They don't call Nashville "Music City" for nothing (photo: Nashville Convention and Visitors Corp.)

What’s Fun and Free in Nashville this Summer

By Katie McPhee

Planning a trip to Nashville, Tennessee and wondering what to do on a budget? Not everyone in Music City has made it big (yet), so we’ve rounded up a few fun things to do that will leave enough money for other important items—you know, like cowboy boots, backstage passes to the Grand Ole Opry or Nashville’s mouthwatering (and eye-watering) hot chicken. Another way to keep more money in your pocket? Book your Nashville trip with AMA Travel. We’ll help you find great rates on WestJet’s twice-weekly non-stop flights between Calgary and Nashville, and we guarantee you’ll get the best possible price on your hotel booking.

Summertime means lots of free events at this urban park. Bring lawn chairs and blankets to Musicians Corner, a live music series held most Friday nights and Saturday afternoons in May, June, August and September. And on Saturday nights in June through August, you can enjoy old-fashioned fun with free group dance lessons and live music during Big Band Dances. 2500 West End Ave.

Daytime concerts are free and open to the public during the Country Music Association’s annual multi-day music fest, taking place this year from June 7 to 10. Multiple stages draw thousands of fans to downtown streets, and if you like what you hear, you can purchase tickets to the festival’s nighttime concerts, meet-and-greets and autograph sessions. Nissan Stadium, 116 S. 1st St.

Visit the legendary print shop that’s been making custom posters for artists since 1879. There’s no admission fee to browse the dozens of reproduction posters promoting past Nashville performances by Willie Nelson, Bob Dylan, Mumford & Sons and many more of music’s biggest names. Peek into the production area through designated viewing windows, or pony up a few bills of your own for a guided behind-the-scenes tour. 224 5th Ave. S.
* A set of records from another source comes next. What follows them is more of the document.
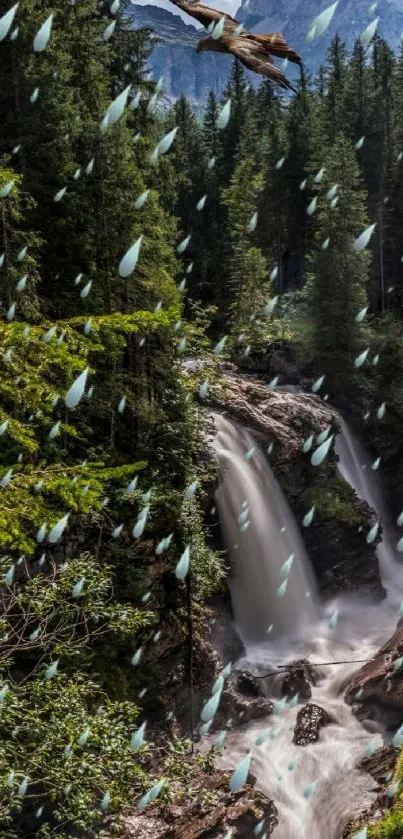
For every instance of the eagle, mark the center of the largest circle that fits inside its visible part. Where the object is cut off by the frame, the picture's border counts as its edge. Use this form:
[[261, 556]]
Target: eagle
[[253, 51]]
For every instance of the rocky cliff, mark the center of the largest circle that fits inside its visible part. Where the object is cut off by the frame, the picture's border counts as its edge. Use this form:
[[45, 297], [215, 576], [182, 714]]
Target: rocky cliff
[[335, 542]]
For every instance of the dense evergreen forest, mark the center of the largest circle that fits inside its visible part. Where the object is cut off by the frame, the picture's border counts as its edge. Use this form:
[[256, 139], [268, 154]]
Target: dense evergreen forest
[[126, 248]]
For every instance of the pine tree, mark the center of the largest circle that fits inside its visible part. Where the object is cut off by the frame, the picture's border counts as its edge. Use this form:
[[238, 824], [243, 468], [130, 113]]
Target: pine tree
[[247, 278], [338, 274]]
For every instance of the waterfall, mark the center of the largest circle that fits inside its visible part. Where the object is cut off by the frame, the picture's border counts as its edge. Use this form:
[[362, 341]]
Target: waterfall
[[249, 491], [330, 766], [355, 468]]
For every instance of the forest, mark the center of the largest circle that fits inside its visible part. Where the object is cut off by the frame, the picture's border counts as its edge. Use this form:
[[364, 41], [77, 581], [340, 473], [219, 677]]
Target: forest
[[137, 237]]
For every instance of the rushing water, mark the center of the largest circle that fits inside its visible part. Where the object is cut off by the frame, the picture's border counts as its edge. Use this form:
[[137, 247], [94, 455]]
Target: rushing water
[[355, 467], [331, 762], [258, 551]]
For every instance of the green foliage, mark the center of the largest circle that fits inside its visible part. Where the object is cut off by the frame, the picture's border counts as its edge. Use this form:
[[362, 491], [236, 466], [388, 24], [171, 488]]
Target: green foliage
[[339, 275], [333, 502], [208, 568], [42, 719]]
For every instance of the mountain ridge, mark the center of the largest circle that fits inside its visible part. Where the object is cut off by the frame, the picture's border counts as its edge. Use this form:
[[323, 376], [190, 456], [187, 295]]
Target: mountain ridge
[[189, 73]]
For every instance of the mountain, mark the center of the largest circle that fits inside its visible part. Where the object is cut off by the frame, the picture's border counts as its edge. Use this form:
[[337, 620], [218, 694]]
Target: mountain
[[193, 74], [293, 18], [175, 57]]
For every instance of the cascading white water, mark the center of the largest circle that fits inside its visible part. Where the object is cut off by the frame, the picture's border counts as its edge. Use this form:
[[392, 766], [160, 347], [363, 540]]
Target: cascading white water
[[284, 770], [355, 467], [249, 492]]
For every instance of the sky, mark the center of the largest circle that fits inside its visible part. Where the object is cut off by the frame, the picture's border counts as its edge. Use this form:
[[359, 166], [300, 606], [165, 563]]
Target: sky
[[229, 6]]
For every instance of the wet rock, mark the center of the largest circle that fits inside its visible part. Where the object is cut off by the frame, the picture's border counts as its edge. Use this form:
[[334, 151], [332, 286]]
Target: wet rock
[[213, 811], [242, 700], [299, 679], [381, 764], [310, 719], [380, 681], [335, 541]]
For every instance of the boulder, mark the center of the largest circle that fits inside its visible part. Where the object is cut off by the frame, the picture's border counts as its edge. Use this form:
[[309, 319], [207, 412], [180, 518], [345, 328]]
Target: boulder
[[242, 700], [380, 681], [381, 764], [212, 812], [310, 719], [298, 679]]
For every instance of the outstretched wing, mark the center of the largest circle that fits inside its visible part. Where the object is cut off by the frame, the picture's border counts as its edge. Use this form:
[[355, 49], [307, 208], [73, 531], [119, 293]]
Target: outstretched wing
[[276, 44], [254, 58], [204, 14]]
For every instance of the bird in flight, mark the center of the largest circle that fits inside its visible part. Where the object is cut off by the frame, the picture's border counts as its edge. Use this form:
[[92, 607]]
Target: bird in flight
[[230, 37]]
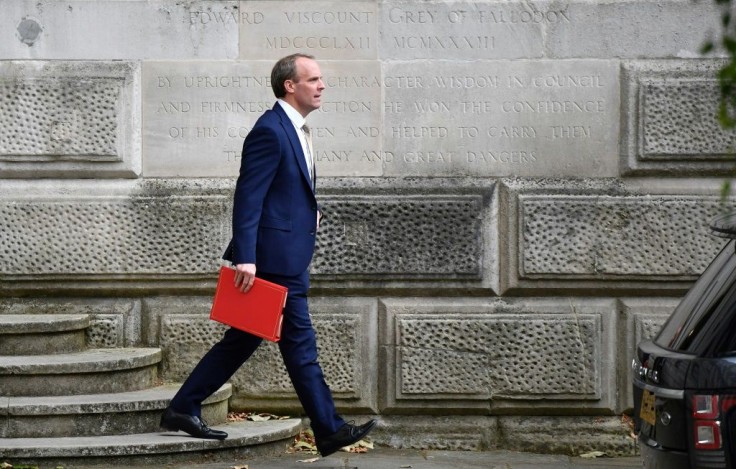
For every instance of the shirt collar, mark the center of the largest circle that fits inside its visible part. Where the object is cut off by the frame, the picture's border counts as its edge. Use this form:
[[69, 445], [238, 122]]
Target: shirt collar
[[297, 119]]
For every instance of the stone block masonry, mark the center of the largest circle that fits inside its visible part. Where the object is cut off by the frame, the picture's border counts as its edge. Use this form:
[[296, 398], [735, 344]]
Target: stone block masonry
[[516, 193]]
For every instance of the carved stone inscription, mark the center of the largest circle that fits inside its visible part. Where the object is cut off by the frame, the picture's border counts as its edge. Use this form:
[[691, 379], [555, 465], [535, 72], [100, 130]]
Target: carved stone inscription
[[498, 118], [197, 114], [418, 30], [328, 30]]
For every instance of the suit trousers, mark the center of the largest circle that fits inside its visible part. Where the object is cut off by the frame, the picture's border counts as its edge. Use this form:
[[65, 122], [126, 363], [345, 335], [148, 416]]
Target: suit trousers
[[298, 348]]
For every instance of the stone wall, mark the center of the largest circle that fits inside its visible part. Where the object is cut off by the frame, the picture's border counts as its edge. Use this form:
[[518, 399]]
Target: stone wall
[[516, 193]]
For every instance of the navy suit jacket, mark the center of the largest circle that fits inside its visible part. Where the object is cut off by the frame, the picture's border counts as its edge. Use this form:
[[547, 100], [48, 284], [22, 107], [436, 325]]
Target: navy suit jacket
[[275, 209]]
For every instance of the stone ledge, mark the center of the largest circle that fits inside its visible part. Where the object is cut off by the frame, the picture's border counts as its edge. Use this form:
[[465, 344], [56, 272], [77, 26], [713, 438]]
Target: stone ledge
[[100, 414], [168, 446], [132, 401], [90, 361], [37, 323]]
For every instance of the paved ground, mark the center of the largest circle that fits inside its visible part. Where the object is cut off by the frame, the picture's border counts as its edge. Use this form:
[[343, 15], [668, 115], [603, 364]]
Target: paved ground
[[412, 459]]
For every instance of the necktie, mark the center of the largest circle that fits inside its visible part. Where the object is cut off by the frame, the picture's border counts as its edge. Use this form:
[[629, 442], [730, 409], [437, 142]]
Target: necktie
[[310, 161]]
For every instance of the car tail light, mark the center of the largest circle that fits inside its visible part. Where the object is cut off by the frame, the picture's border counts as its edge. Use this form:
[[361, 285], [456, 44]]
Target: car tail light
[[705, 407], [707, 434], [707, 414]]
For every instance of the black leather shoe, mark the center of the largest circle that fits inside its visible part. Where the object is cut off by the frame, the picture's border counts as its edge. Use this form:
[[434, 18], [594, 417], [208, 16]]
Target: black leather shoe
[[195, 426], [347, 435]]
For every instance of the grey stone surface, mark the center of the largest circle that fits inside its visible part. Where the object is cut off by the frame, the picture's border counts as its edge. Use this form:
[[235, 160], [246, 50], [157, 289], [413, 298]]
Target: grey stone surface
[[152, 448], [570, 233], [69, 119], [113, 322], [501, 118], [87, 29], [106, 331], [126, 235], [347, 347], [456, 433], [90, 371], [100, 414], [390, 233], [40, 323], [666, 29], [501, 354], [568, 435], [466, 30], [644, 318], [326, 29], [669, 114], [400, 236], [197, 114]]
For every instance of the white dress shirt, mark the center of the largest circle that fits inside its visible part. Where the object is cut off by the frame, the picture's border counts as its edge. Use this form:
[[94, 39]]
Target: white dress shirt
[[298, 121]]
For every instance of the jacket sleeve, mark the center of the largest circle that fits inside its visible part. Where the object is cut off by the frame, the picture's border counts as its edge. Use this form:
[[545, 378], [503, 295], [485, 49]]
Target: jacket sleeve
[[260, 161]]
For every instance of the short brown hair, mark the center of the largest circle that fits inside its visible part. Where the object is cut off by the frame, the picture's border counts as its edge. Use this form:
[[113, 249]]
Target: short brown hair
[[285, 69]]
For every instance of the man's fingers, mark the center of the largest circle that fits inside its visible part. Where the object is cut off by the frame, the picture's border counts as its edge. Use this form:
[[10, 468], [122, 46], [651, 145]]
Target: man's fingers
[[249, 284], [245, 276]]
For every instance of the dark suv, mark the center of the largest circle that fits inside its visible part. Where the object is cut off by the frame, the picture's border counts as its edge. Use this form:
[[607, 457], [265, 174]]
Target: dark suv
[[685, 379]]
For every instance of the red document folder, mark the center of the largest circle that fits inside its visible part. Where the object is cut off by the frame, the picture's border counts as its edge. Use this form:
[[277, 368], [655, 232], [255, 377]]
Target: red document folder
[[259, 312]]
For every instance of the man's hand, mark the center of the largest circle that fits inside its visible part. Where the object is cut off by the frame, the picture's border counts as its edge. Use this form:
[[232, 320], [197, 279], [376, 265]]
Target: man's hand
[[245, 275]]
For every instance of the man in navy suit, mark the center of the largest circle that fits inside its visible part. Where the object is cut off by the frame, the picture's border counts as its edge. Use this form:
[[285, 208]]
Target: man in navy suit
[[275, 221]]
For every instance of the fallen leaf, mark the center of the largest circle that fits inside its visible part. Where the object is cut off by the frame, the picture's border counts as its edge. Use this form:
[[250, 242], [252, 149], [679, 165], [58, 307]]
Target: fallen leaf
[[360, 447], [304, 443], [593, 454]]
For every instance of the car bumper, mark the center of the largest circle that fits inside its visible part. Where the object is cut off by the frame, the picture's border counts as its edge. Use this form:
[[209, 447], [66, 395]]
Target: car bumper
[[656, 457]]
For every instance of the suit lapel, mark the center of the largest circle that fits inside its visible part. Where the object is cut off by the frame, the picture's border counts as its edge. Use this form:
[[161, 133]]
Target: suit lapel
[[296, 145]]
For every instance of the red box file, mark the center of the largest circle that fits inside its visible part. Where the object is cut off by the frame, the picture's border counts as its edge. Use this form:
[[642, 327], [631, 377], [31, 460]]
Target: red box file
[[258, 312]]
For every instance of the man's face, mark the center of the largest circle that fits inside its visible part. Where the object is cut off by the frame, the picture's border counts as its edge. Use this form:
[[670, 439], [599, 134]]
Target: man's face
[[306, 92]]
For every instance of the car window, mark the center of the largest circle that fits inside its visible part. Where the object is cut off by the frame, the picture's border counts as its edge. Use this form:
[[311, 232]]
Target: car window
[[705, 320]]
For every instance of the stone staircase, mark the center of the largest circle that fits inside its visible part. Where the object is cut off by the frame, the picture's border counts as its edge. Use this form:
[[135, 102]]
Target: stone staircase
[[62, 403]]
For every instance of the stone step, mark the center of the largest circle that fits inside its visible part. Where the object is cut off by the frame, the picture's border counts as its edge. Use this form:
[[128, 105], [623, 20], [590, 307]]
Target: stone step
[[246, 439], [98, 414], [88, 372], [42, 334]]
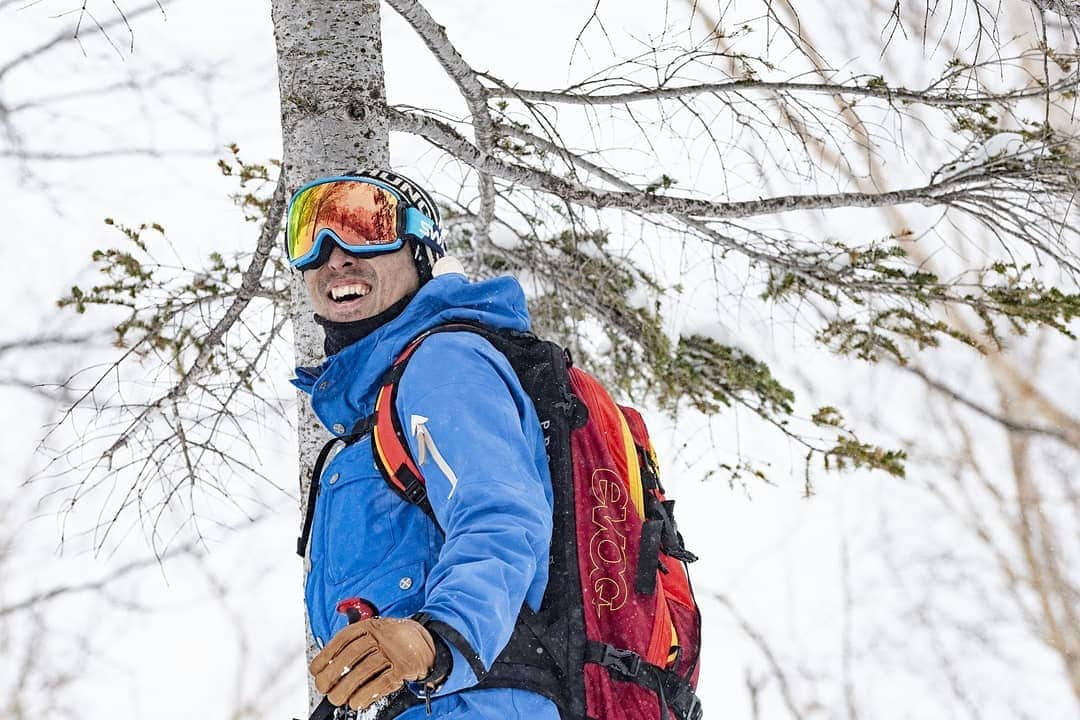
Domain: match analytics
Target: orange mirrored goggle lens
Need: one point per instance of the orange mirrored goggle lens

Tens of thousands of music fans pack Public Square Park for concerts over a series of evenings in late August and early September. Organized by local independent radio station Lightning 100, the free event brings indie and alternative bands to its outdoor stage and is well-loved by locals and visitors alike. Dates and performers are yet to be confirmed for 2018, but last year’s headliners included Sheryl Crow, Spoon, Iron & Wine, and Future Islands. Bring a blanket or chair and arrive early to snag a good seat on the lawn. 1 Public Square

Nearly a quarter of a million people attend downtown Nashville’s annual Independence Day celebration. If you’re brave enough to join the holiday crowds, it’s an event not to be missed. Free concerts and family-friendly activities are offered in the afternoon and early evening, while nighttime festivities include a fireworks display choreographed to music performed by the Nashville Symphony. 1st Ave. N & Broadway

free in nashville tennessee state capitol building
Take a tour of the Tennessee State Capitol (photo: Nashville Convention and Visitors Corp.)

Grab your photo ID and join suit-clad politicians and throngs of local school groups at Tennessee’s Greek Revival–style capitol building. Free tours are offered six times daily (Monday to Friday), allowing you to pay a visit to the House and Senate chambers, the governor’s reception room and other offices. Also on the grounds you’ll find the tombs of James K. Polk (the 11th President of the United States) and his wife, Sarah. 600 Charlotte Ave.

Open daily, year-round at a permanent site near Bicentennial Capitol Mall State Park, this market sees local producers set up shop in covered, open-air stalls, while an indoor space boasts more than a dozen restaurants, an international grocery store and a brewpub. Bring cash if you think you’ll want to do more than just browse. 900 Rosa L. Parks Blvd.

Hunting for treasures is the main activity at this big flea market, held the fourth weekend of every month at The Fairgrounds Nashville. Pros know the best time to go is early in the morning—around 7 or 8 a.m.—when the vendors first set up. Even if you’re not planning a big purchase, there are still all sorts of things to see, from home decor and antiques to vintage curiosities and collectibles, and admission is free. (Bring $5 cash for parking, however, and more if you want to haggle for a good deal.) 500 Wedgewood Ave.

Stay up late and join this theatre’s toe-tapping studio audience for the Ernest Tubb Midnite Jamboree, a live country music show that’s been airing on local AM radio since 1947. The jamboree takes place every Saturday at 10 p.m. and is broadcast after the Grand Ole Opry at midnight. Admission is free. 2416 Music Valley Dr.